Married Couples, Children, and Happiness
A 2009 study published in the Journal of Happiness showed that having children improves married folks’ life satisfaction and this happiness factor grows with every additional child. However, this study mainly focuses on the happiness quotient of married parents vs unmarried ones. With respect to how the arrival of babies affects relationships, findings have not changed too much over the years. One thing we do know, however, are the sources of dissatisfaction. Keeping romance, passion, and love alive, is a matter of taking a proactive stance to maintain marriage quality.
Being Involved
One of the hardest things for couples to come to terms with is changing roles: relating to one’s lover and partner as a mother or father. This adaptation can be more difficult when one parent spends more time with the new baby and begins to make all the decisions. Couples can battle this source of conflict by setting time aside to decide a bevy of baby- and non-baby-related matters. Something as simple as the decoration of the baby’s nursery can become a fun task that can unite parents if they undertake it together. It can be loads of fun to decide on whether or not to create a traditional baby boy/baby girl or gender-neutral nursery and checking out trends is another fun activity couples can immerse themselves in.
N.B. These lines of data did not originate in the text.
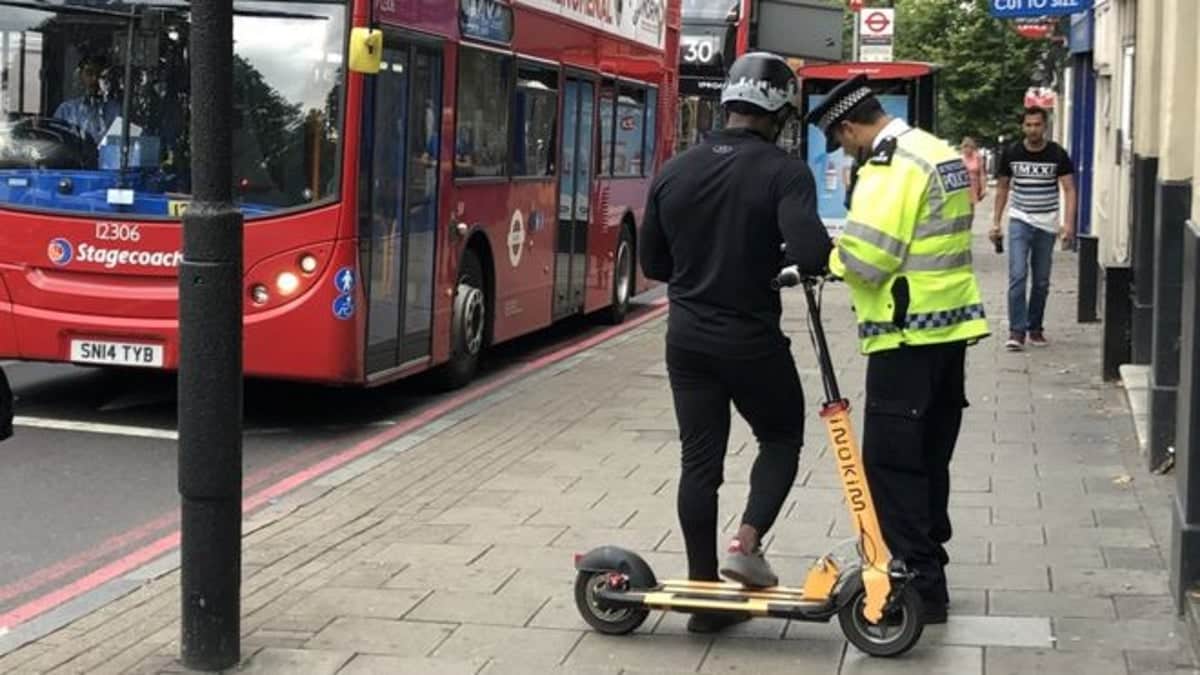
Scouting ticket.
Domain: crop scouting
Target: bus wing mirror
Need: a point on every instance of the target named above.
(366, 51)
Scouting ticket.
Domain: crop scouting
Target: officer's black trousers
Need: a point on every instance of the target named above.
(915, 400)
(767, 393)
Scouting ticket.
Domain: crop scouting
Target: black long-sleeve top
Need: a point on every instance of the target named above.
(714, 221)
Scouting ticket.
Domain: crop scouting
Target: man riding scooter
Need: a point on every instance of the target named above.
(715, 219)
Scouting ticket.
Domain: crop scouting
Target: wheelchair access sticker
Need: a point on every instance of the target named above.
(343, 306)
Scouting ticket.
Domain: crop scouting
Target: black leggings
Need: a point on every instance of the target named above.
(767, 393)
(5, 407)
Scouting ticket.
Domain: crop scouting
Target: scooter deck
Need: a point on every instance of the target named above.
(717, 596)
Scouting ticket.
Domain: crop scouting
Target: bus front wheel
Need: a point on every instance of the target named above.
(468, 330)
(622, 279)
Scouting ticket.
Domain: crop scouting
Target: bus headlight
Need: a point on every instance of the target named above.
(307, 263)
(287, 282)
(259, 294)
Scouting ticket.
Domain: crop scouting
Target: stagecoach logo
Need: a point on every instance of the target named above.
(516, 238)
(60, 251)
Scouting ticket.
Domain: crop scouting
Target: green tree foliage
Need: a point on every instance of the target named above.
(985, 65)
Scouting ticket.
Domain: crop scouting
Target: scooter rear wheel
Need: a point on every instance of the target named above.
(611, 621)
(895, 634)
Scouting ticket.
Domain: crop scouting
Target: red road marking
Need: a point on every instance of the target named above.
(130, 537)
(166, 544)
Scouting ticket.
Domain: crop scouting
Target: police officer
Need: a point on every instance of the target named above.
(906, 257)
(715, 219)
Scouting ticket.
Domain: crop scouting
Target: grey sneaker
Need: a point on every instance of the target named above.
(749, 568)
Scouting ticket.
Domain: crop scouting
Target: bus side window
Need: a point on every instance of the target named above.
(481, 141)
(607, 95)
(628, 156)
(535, 121)
(652, 125)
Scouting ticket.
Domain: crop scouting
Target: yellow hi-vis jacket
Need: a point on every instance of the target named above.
(906, 248)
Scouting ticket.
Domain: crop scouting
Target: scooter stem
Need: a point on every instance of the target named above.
(833, 395)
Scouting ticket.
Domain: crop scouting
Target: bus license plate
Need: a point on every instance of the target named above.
(117, 353)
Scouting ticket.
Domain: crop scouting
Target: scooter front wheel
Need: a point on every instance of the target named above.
(611, 621)
(894, 634)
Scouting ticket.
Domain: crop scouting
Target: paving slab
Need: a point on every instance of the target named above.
(375, 664)
(747, 656)
(382, 635)
(1043, 603)
(535, 647)
(991, 631)
(311, 662)
(923, 659)
(1009, 661)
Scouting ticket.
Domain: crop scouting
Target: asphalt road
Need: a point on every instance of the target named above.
(90, 475)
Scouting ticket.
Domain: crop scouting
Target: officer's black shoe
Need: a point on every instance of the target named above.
(715, 622)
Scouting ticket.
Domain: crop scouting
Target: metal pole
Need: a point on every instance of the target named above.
(210, 364)
(855, 46)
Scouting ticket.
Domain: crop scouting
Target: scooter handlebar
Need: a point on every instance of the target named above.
(791, 276)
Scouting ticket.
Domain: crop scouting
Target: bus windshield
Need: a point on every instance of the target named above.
(95, 102)
(708, 10)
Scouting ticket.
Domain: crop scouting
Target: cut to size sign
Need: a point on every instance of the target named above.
(1013, 9)
(876, 30)
(641, 21)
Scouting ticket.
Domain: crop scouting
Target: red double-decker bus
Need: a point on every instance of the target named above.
(485, 179)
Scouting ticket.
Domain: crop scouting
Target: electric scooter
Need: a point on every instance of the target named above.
(870, 593)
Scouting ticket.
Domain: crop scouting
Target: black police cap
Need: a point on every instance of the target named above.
(837, 106)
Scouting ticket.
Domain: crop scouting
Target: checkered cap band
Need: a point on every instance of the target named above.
(923, 321)
(841, 107)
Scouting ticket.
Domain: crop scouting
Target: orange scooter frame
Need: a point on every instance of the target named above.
(879, 610)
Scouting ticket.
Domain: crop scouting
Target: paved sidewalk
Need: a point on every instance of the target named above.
(450, 550)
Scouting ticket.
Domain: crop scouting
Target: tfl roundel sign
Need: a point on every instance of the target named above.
(1013, 9)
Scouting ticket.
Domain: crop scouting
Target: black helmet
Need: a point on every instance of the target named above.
(761, 79)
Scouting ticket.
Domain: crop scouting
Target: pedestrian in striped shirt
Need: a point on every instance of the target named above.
(1033, 169)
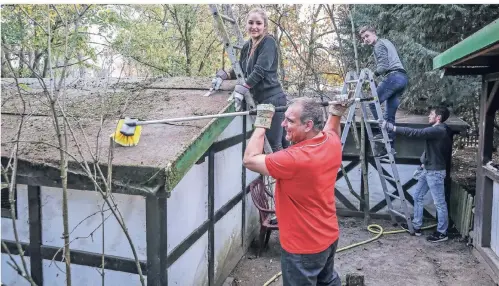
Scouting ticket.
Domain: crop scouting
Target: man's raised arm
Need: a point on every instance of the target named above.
(336, 111)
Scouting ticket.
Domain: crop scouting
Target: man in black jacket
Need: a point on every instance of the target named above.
(437, 151)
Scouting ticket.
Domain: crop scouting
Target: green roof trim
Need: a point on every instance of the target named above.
(481, 39)
(193, 151)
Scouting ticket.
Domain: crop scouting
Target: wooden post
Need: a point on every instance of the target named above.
(484, 185)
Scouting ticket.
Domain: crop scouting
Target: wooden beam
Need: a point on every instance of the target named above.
(493, 100)
(484, 186)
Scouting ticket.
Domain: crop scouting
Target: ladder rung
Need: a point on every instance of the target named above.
(398, 213)
(389, 178)
(392, 195)
(227, 18)
(383, 160)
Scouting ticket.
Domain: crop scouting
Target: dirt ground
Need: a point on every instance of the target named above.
(394, 259)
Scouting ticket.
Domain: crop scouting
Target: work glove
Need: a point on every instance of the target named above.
(264, 114)
(238, 94)
(220, 76)
(344, 102)
(383, 124)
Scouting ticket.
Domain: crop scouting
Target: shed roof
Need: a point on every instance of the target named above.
(164, 151)
(477, 54)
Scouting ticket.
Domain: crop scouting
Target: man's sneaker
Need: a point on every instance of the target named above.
(417, 232)
(437, 237)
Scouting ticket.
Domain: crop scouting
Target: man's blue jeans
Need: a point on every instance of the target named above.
(390, 90)
(310, 269)
(434, 181)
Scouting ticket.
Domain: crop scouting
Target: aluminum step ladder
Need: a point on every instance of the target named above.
(354, 82)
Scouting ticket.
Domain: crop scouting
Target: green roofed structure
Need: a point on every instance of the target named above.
(478, 54)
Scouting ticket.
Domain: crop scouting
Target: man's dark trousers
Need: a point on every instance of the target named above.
(310, 269)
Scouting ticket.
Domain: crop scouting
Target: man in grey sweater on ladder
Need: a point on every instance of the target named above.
(395, 79)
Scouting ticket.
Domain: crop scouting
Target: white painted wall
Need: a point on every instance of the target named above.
(85, 222)
(188, 209)
(494, 232)
(53, 275)
(22, 222)
(9, 275)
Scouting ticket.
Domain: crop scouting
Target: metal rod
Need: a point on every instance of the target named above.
(222, 115)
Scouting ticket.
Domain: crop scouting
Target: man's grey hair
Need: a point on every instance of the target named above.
(311, 110)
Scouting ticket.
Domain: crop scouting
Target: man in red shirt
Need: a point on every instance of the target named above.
(305, 176)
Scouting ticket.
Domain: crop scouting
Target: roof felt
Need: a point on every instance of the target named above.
(93, 110)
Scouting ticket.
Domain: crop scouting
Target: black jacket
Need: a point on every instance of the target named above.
(438, 146)
(260, 70)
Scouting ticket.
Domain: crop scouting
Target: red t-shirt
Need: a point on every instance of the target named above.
(305, 176)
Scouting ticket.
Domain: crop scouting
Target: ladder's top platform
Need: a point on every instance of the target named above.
(87, 103)
(404, 118)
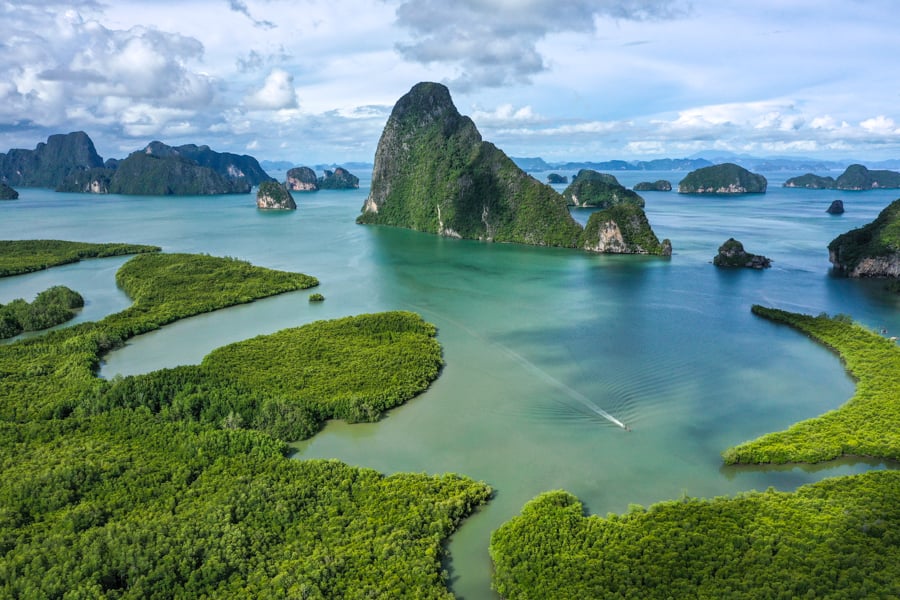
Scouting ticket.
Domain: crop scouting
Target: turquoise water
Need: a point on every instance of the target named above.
(535, 339)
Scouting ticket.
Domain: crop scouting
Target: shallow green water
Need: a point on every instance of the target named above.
(534, 339)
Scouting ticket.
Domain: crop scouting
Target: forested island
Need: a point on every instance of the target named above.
(872, 250)
(434, 173)
(216, 508)
(726, 178)
(856, 177)
(70, 163)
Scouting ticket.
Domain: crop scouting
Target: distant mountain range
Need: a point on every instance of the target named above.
(753, 163)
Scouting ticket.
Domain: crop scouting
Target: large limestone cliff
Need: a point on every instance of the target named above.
(872, 250)
(434, 173)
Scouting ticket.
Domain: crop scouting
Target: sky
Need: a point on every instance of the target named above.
(312, 82)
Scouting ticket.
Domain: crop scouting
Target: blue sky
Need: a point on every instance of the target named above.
(312, 81)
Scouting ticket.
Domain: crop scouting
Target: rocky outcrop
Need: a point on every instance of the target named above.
(726, 178)
(854, 178)
(49, 163)
(557, 178)
(302, 179)
(660, 185)
(601, 190)
(339, 179)
(273, 195)
(872, 250)
(732, 254)
(148, 174)
(92, 181)
(235, 167)
(622, 229)
(7, 193)
(434, 173)
(811, 181)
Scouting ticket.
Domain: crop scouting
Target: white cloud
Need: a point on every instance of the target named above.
(276, 93)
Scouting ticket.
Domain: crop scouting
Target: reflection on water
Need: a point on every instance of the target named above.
(536, 341)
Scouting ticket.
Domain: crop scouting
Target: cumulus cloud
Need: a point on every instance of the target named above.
(493, 43)
(277, 93)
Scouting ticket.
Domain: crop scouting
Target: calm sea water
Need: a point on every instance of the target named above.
(535, 340)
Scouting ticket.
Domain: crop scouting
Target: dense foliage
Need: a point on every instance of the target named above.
(272, 194)
(881, 237)
(434, 173)
(49, 163)
(726, 178)
(288, 383)
(660, 185)
(622, 228)
(51, 307)
(868, 424)
(150, 175)
(25, 256)
(834, 539)
(7, 193)
(732, 254)
(602, 190)
(123, 499)
(339, 179)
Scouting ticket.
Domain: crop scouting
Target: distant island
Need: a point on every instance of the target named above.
(592, 189)
(8, 193)
(732, 254)
(273, 195)
(339, 179)
(726, 178)
(854, 178)
(434, 173)
(660, 185)
(70, 163)
(872, 250)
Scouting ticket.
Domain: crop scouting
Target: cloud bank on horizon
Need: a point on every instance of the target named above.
(314, 81)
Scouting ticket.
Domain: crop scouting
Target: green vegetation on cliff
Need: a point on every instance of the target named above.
(171, 175)
(590, 188)
(867, 425)
(26, 256)
(878, 239)
(622, 229)
(434, 173)
(119, 500)
(726, 178)
(7, 193)
(834, 539)
(51, 307)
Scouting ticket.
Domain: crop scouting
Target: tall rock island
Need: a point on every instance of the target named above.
(434, 173)
(872, 250)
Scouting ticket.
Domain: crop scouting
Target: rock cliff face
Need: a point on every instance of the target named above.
(273, 195)
(732, 254)
(302, 179)
(7, 193)
(590, 188)
(434, 173)
(236, 167)
(727, 178)
(660, 185)
(148, 174)
(854, 178)
(872, 250)
(339, 179)
(49, 163)
(622, 229)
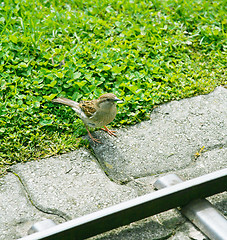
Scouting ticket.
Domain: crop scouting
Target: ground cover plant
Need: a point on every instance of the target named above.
(146, 52)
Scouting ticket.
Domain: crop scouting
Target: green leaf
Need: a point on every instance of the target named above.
(50, 97)
(76, 75)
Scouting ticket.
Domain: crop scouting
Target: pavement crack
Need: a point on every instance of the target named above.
(52, 211)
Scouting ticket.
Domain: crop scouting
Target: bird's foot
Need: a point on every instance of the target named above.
(110, 132)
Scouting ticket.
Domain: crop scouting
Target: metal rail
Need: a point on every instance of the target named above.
(136, 209)
(200, 212)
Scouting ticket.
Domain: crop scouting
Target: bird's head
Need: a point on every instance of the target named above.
(108, 100)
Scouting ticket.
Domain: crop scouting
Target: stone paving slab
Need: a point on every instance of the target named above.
(70, 185)
(17, 214)
(75, 184)
(169, 141)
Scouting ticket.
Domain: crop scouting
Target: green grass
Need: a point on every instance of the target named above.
(147, 52)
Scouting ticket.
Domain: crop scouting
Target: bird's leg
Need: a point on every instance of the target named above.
(92, 138)
(111, 132)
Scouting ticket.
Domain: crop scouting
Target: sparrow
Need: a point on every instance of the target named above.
(94, 113)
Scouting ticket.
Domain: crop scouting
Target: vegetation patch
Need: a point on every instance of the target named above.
(146, 52)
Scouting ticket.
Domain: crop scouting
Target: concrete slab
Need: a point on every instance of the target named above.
(17, 214)
(187, 137)
(169, 141)
(70, 185)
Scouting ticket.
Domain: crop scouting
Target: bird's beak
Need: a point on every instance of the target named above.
(118, 100)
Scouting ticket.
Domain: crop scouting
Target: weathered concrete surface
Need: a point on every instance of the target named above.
(70, 185)
(74, 184)
(17, 214)
(168, 141)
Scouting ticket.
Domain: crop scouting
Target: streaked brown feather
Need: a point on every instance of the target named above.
(88, 107)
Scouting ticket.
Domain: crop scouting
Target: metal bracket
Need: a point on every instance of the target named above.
(136, 209)
(200, 212)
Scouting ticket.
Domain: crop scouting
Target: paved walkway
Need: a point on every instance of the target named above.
(187, 137)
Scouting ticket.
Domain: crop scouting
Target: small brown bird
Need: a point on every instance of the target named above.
(94, 113)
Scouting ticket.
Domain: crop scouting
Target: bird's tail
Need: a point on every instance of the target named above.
(66, 101)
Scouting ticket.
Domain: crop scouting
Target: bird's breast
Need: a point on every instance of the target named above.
(102, 118)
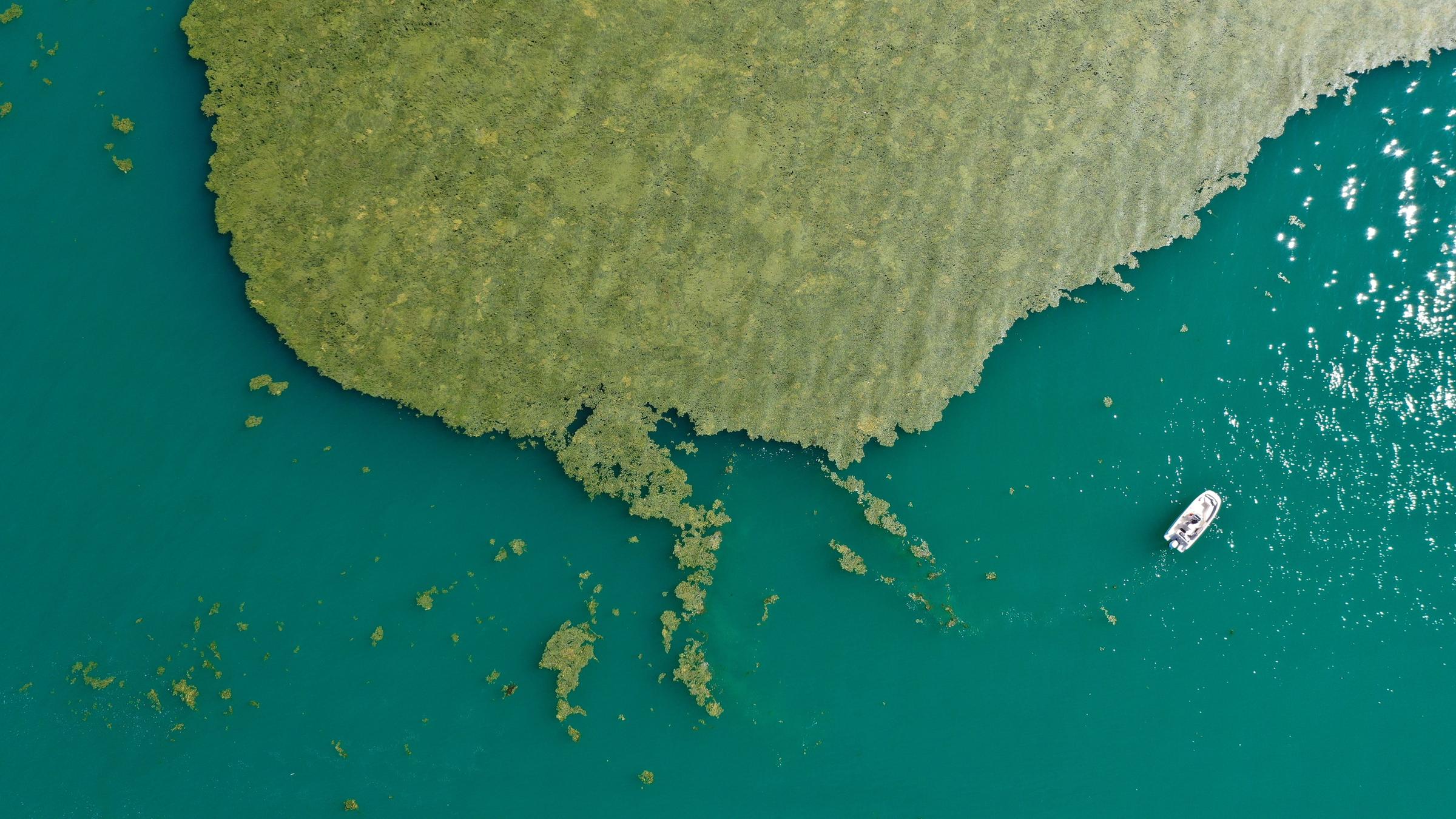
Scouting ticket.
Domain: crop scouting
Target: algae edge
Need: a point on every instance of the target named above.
(807, 222)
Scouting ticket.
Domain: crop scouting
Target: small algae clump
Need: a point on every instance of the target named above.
(848, 560)
(187, 693)
(567, 653)
(768, 602)
(84, 673)
(877, 510)
(670, 624)
(692, 671)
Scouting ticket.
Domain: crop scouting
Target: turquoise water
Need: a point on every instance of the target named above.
(1293, 664)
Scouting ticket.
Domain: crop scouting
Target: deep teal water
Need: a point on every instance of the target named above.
(1296, 662)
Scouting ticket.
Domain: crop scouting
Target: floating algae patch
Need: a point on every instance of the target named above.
(810, 222)
(567, 653)
(695, 673)
(848, 560)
From vintage decorative motifs to Harry Potter-inspired paraphernalia, floral prints to elegant neutrals, nursery themes, symbols, and styles can all form part of a project that enables couples to work as a team.
Making Time for Romance
As difficult as it can be to leave their baby even for a few hours, couples need to rely on friends, family, and trusted professionals to occasionally take charge of baby caring duties. Doing so enables them to enjoy time together doing the things that brought them together before their baby was born. From dining out to taking part in sporting activities, couples should pencil in “adult time” so their value as a couple is reaffirmed.
Research indicates that a new baby can cause stress to new parents and, therefore, affect the quality of their relationships. Poor quality and low quantity sleep, big life changes, and jealousy can all creep in the way of happiness. To boost the quality of your relationship, rely on the support of loved ones so you can rest and enjoy quality time with your partner. Ensure that both of you are involved in major and fun decisions alike so it feels like you are now a team of three.